Elle : oui, Pierre prend le risque de nous montrer  le moment éphémère ou son œil perçoit une tache de café sur l’évier et clic clac ça fait ce Quoi (elle prononce en faisant entendre la majuscule un rien interrogative) qu’on voit là.  Tu sais que tous ces tableaux peaufinés, avec pigments raffinés et fabriqués par le peintre lui-même,  sont nés là sur le bord de l’évier d’une tache  chue au hasard...  ?

Lui : je sais, Pierre nous fait voir de magnifiques malentendus entre l’œil, la main qui peint et la bouche qui dit : c’est quoi ça ?...

Elle ( un peu cassante) :  C’est comme tu veux !  Il inscrit dans la toile un monde nouveau, que son modèle la tache-de-café-du-bord-de-l’évier, ne livre  comme ça (elle claque des doigts) qu’à celui qui est là et sait voir.
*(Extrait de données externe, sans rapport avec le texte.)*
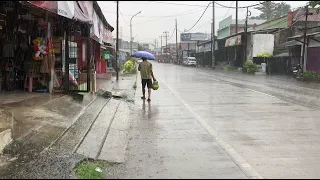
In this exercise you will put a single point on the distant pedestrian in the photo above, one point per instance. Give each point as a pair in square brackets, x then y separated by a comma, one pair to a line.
[146, 74]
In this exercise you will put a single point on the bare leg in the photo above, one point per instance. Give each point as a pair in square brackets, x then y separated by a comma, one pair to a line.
[149, 93]
[144, 93]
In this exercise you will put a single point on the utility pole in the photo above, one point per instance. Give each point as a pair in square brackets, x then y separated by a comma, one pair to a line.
[166, 36]
[304, 39]
[161, 44]
[236, 17]
[212, 38]
[117, 44]
[245, 35]
[177, 56]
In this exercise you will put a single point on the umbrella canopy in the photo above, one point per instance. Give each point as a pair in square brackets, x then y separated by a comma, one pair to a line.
[145, 54]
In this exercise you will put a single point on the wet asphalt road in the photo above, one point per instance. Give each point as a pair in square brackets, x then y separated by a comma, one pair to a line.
[211, 124]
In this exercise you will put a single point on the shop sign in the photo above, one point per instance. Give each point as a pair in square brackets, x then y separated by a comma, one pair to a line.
[94, 30]
[107, 36]
[83, 11]
[51, 6]
[66, 9]
[233, 41]
[106, 55]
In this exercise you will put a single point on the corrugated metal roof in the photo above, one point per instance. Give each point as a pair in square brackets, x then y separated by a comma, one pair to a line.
[300, 15]
[250, 21]
[300, 36]
[289, 43]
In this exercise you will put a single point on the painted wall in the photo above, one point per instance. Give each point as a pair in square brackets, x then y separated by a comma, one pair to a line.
[224, 27]
[262, 43]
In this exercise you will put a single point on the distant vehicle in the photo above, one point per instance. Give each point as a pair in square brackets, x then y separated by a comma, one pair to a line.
[191, 61]
[184, 61]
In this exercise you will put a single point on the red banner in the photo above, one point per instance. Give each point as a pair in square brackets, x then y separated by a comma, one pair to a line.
[107, 36]
[51, 6]
[83, 11]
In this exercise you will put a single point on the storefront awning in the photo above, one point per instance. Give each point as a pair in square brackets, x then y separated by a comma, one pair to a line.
[289, 44]
[77, 10]
[299, 37]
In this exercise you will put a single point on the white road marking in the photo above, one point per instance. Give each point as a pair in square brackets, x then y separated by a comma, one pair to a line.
[243, 88]
[241, 163]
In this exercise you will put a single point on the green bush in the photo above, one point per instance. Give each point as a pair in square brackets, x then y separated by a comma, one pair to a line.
[311, 76]
[230, 68]
[264, 54]
[249, 67]
[130, 67]
[133, 60]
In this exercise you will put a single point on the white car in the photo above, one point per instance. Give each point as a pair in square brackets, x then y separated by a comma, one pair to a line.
[191, 61]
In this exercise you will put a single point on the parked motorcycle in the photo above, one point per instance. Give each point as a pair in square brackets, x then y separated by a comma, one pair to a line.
[297, 71]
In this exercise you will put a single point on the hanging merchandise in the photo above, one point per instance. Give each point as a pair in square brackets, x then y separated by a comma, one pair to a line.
[38, 49]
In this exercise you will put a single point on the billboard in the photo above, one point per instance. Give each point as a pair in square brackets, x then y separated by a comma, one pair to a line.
[233, 41]
[262, 43]
[193, 37]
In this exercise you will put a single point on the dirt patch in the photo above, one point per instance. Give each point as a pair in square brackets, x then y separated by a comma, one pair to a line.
[91, 169]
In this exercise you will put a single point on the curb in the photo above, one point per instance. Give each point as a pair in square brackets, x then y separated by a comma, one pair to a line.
[74, 121]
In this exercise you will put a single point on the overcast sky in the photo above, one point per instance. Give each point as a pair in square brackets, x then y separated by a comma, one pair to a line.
[159, 16]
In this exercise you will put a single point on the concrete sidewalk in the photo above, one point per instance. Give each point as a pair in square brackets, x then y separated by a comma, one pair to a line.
[166, 141]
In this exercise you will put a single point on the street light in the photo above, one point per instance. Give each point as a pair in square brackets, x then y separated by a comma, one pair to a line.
[131, 31]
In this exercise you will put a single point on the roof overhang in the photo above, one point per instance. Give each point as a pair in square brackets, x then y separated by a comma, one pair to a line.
[290, 43]
[311, 36]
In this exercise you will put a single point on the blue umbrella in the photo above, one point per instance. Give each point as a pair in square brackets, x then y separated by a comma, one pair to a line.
[145, 54]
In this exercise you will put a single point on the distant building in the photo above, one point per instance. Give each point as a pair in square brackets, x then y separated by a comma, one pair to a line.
[125, 45]
[227, 27]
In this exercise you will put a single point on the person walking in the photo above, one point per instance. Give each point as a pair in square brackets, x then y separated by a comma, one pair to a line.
[146, 74]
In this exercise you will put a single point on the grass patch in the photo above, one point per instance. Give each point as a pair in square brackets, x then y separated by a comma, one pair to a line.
[135, 85]
[230, 68]
[86, 169]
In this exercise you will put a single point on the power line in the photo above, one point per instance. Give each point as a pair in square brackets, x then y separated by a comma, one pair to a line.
[123, 17]
[239, 7]
[200, 17]
[228, 9]
[182, 14]
[172, 32]
[177, 4]
[221, 5]
[194, 9]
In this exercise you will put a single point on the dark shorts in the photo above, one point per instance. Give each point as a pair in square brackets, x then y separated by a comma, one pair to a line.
[147, 82]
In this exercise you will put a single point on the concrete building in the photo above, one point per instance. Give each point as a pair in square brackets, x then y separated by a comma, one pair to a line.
[227, 27]
[125, 45]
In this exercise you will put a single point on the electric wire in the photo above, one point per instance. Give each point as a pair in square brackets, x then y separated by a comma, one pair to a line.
[199, 18]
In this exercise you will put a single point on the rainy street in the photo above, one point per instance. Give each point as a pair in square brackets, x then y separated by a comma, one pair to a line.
[206, 123]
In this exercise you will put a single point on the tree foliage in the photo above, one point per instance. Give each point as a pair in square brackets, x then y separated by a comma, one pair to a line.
[270, 10]
[140, 48]
[314, 3]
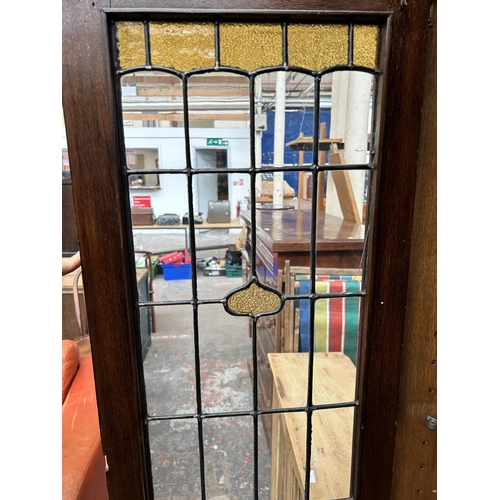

Mais ton malentendu est mal vu, mal dit, pour qui veut comprendre quelque chose ... (Elle appuie sur les mots) ... Pierre Dubois peint son entrevue éphémère  avec la chose qu’il peint et nous dit :  par ici le spectateur, vous n’avez encore rien vu , entrez dans le tableau, à vous de rêver et de jouer avec mes personnages, mes ombres et mes couleurs...

Lui  : Oui, laissons donc  là cette histoire et écoute : on pourrait entendre aussi c’est Pierre du Bois  qui nous invite à le suivre dans la forêt... regardes ces loups, ces yeux qui nous regardent regarder...

Elle : ...Pour comprendre il suffit de regarder... se laisser aller au plaisir de rêver... petite je rentrais dans les images des boîtes de camembert ... ou dans les veines du bois... . ou dans les dessins du papier peint... ou dans de simples traits de lumière... approcher le plaisir...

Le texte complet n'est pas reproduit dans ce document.